The results show professional certifications and credentials are what hiring managers look for in the candidate pool. Since 2010, ISSP has developed a comprehensive understanding of the core competencies and job task requirements for a sustainability practitioner. With this thorough understanding, which they have published on their website
, they are now developing 2 professional credentialing exams, ISSP Sustainability Associate and ISSP Certified Sustainability Professional, which will be available to the public in November 2015.
What is a sustainability practitioner?
According to ISSP, a sustainability practitioner is a professional who spends more than 25% of his or her time planning, implementing, managing, and reporting sustainability efforts for organizations and/or communities. This includes internal and external practitioners.
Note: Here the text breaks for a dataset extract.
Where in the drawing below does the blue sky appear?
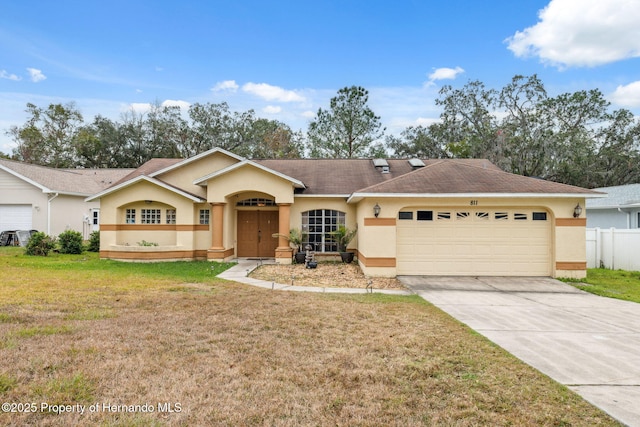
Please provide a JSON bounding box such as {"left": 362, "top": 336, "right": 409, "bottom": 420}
{"left": 2, "top": 0, "right": 640, "bottom": 155}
While the complete details are still under development, what they do know is that the two levels will require the following, in addition to on-going professional development to maintain the credential:
- ISSP Sustainability Associate – Individuals who are new to the field of sustainability but have sufficient education and training to pass a test on basic knowledge and understanding of key sustainability concepts. Specific eligibility requirements include:
- Complete application form and pay application fee
- Sign the Code of Ethics Declaration
- Pass the ISSP-SA Certification Exam
- ISSP Certified Sustainability Professional – Experienced sustainability practitioners who demonstrate a combination of sustainability-related work experience and formal education. The certification for the ISSP CSP will be awarded to those who pass a more comprehensive test based on ISSP’s job task analysis. Specific elegibility requirements include:
- Complete application form and pay application fee
- Meet the ISSP-SA requirements
- Pass ISSP-CSP Certification Exam
- Meet certain educational qualifications
- Meet certain work experience qualifications
The exams will cover a comprehensive list of job tasks that are documented in a 20-page report
by ISSP. In summary, an ISSP Certified Sustainability Professional should be competent in the following areas:
- Core Sustainability Concepts – Demonstrate a familiarity with foundational concepts of sustainability
- Stakeholder Engagement – Develop and maintain interpersonal relationships with key stakeholders
- Plan Sustainability Strategies – Lead and influence the creation of comprehensive sustainability strategies and systems
- Implement Sustainability Strategies – Manage the implementation of sustainability strategies and initiatives
- Evaluate Sustainability Efforts
- Adjust Plans
Each exam is a 2-hour, 100-question online exam. All candidates must begin at the Sustainability Associate level and progress to the Certified Sustainability Professional level. Specific eligibility requirements do apply. The questions will be randomly generated from a pool of 1000 questions contributed by a team of subject-matter experts. Because the exam is delivered online, candidates will know their score immediately upon completion. A candidate must earn a score of at least 80% on the certification exam to pass. As with any professional credential, there will be credentialing maintenance and professional development requirements, within a 3-year reporting period.